Caso Battisti (di E.Nistri). L’assassino con il sorriso che piaceva alla gauche caviar

Cesare Battisti brinda con la birra dopo la sua liberazione (passata)

Quello che non potrò mai perdonare al terrorista che usurpa nome e cognome di uno dei martiri dell’irredentismo non sono gli assassini, l’evasione, la lunga e sprezzante fuga dalle sue responsabilità. È il suo sorriso, un sorriso che assomiglia molto ad un ghigno, come lo ha realisticamente definito Matteo Salvini. Si può uccidere in un momento di delirio ideologico, è umano cercare di sfuggire al carcere, le rapine in banca con l’alibi dell’ideologia le faceva anche Stalin, che fu omaggiato e adulato anche da tanti politici italiani, non solo comunisti. Tutto questo si può capire, non certo giustificare. Ma il sorriso no. Il sorriso di Battisti è il sorriso dell’impunito, è il sorriso di chi è convinto per la sua appartenenza alla corporazione degli intellettuali – naturalmente progressisti – di non dover mai pagare il conto, è il sorriso di chi è persuaso che le sentenze dei tribunali italiani saranno prima o poi rovesciate dal tribunale della storia. Una storia, ovviamente, scritta o riscritta “ad usum assassini” nei salotti bene e nelle redazioni dei giornali di sinistra. 

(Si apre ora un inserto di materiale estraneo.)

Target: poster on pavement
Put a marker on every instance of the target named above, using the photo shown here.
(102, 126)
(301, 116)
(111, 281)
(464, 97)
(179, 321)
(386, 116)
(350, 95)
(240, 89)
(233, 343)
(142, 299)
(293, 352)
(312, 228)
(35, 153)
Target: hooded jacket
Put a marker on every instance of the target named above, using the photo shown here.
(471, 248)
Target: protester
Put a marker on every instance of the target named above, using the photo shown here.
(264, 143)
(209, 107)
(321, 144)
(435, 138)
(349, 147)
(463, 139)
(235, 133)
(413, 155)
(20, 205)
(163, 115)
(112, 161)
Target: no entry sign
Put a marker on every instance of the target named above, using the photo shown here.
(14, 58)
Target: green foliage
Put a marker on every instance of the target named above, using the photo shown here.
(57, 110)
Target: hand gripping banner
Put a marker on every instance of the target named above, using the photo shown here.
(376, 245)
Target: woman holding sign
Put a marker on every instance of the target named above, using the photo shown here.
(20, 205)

Dietro il sorriso (o il ghigno) di Battisti, oltre alla sprezzatura dell’uomo che si ritiene bello, c’è la follia ideologica degli anni ’70, ci sono gli appelli degli intellettuali contro il commissario Calabresi, le affettazioni di equidistanza fra lo Stato e le Brigate Rosse; c’è il cinico pragmatismo “fiorentino” di quel Machiavelli con l’erre moscia che fu il sopravvalutato Mitterrand, primo artefice della decadenza francese, c’è l’arroganza della corporazione degli “intellos” della Rive Gauche, convinti di aver diritto a erigersi ad arbitri del bene e del male per il fatto di prendere la cioccolata al Cafè Flore, c’è la connivenza col terrorismo dei populismi carioca. E ci sono anche le ambiguità e le titubanze dei politici di centrosinistra italiani, tanto pronti a reclamare la libertà per la Balzarani di turno – magari chiudendo un occhio sulla tragedia del Cermis – quanto timidi, quando erano al governo, nel rivendicare l’estradizione di un terrorista. Salvo dichiarare, in polemica con la presenza di Salvini (e Bonafede) all’arrivo di Battisti, che arresto ed estradizione sono una vittoria dello Stato e non di una parte politica. È vero: peccato che questa vittoria sia stata resa possibile dall’arrivo alla presidenza del Brasile di un uomo come Bolsonaro, presentato dalla stampa progressista (e non solo) come una via di mezzo fra Capitan Uncino e il Gargamella dei Puffi, e rivelatosi l’unico capo di Stato latinoamericano disposto a prenderci sul serio.

Ora non resta che augurare a Battisti una lunga vita e una lunga detenzione: “cent’anni di solitudine”, per citare il titolo di uno scrittore latino-americano che ha segnato la sua generazione. In realtà, viste le nostre leggi e lo stato della nostra giustizia, c’è da sperare che ne sconti almeno trenta, quanti previsti dall’accordo italo-brasiliano in materia di estradizione, che poi per un ultrasessantenne equivalgono quasi a un ergastolo. Nel frattempo, comunque, lasciateci brindare almeno oggi al suo arresto, col sorriso con cui ancora poche settimane fa Cesare Battisti brindava nell’ultimo scorcio della sua latitanza al ricordo delle sue vittime.